Migration and Legacy Integration

SqlCAD is designed to be opinionated about data warehouse structure, but it also provides flexible entry points for onboarding legacy data warehouses (e.g., from dbt, stored procedures, or raw SQL scripts).

This document outlines strategies for migrating to SqlCAD incrementally.

1. Incremental Adoption with External Tables

Onboarding hundreds of raw tables can be daunting if you have to define every column. You can mark source tables as external to skip mandatory column definitions.

Strategy

  1. Define your raw sources as TABLE with external: true.
  2. Reference them in ENTITY or MART blocks using SELECT *.
  3. SqlCAD will allow these to pass validation without a strict schema contract.

Example

DEFINE TABLE LegacyCustomers { external: true, source_name: "raw.customers" } AS ( SELECT * FROM raw.customers ) -- You can start modeling immediately DEFINE ENTITY Customers { primary_key: CustomerID } AS ( SELECT * FROM LegacyCustomers )

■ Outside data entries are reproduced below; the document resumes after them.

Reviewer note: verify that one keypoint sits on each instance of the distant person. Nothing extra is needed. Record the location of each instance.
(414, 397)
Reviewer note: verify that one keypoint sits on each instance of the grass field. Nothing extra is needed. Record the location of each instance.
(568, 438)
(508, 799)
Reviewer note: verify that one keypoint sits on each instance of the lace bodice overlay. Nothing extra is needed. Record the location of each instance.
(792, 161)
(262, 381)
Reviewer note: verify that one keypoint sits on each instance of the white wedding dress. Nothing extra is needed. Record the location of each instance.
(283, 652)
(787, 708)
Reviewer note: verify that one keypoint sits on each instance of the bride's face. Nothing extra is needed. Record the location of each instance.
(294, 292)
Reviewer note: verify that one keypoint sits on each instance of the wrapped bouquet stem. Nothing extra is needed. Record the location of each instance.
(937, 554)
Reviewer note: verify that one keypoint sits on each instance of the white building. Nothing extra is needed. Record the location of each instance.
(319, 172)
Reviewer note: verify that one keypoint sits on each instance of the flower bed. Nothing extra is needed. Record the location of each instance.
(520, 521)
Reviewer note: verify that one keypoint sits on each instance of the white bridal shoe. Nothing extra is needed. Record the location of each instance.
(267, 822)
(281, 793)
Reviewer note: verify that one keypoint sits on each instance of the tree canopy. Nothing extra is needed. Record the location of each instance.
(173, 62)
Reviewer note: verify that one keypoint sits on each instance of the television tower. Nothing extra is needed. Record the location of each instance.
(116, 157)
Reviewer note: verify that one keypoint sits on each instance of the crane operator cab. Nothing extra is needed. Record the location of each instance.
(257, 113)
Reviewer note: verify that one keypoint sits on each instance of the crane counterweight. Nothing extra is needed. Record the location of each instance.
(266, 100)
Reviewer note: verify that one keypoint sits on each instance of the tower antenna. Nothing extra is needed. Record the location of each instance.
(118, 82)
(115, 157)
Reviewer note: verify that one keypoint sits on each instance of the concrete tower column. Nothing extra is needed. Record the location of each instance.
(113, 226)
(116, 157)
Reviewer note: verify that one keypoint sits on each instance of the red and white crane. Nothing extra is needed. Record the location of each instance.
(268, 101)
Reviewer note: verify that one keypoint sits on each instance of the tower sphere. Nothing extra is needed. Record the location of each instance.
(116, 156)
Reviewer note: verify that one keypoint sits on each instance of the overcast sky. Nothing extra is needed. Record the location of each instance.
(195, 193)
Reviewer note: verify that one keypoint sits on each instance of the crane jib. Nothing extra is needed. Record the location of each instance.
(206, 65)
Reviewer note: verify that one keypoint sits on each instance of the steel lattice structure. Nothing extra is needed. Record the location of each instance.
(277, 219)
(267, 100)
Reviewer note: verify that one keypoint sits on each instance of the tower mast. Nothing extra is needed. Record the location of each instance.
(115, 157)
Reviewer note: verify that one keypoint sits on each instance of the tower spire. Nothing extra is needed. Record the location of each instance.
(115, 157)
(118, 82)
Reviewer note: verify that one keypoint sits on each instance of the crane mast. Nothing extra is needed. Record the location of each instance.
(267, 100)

2. Referencing Existing SQL Files

If you have complex stored procedures or long SQL files, you don't need to move them into .sqlcad files immediately. Use the source_file metadata property.

Example

DEFINE MART FinancialReport { source_file: "legacy/reports/monthly_accruals.sql" } AS ()

Note: The AS () body is ignored when source_file is present. SqlCAD will read the content of the referenced file during compilation.


3. Migrating from dbt

SqlCAD provides a built-in utility to scaffold a project from a dbt manifest.json.

Command

sqlcad migrate dbt --manifest path/to/dbt/manifest.json --output ./my_new_project

What happens:

  • Sources: Converted to DEFINE TABLE blocks with external: true.
  • Models: Converted to DEFINE ENTITY or DEFINE MART based on dbt tags (e.g., tags silver or entity map to ENTITY).
  • SQL: The raw SQL code from dbt is preserved inside the AS (...) block.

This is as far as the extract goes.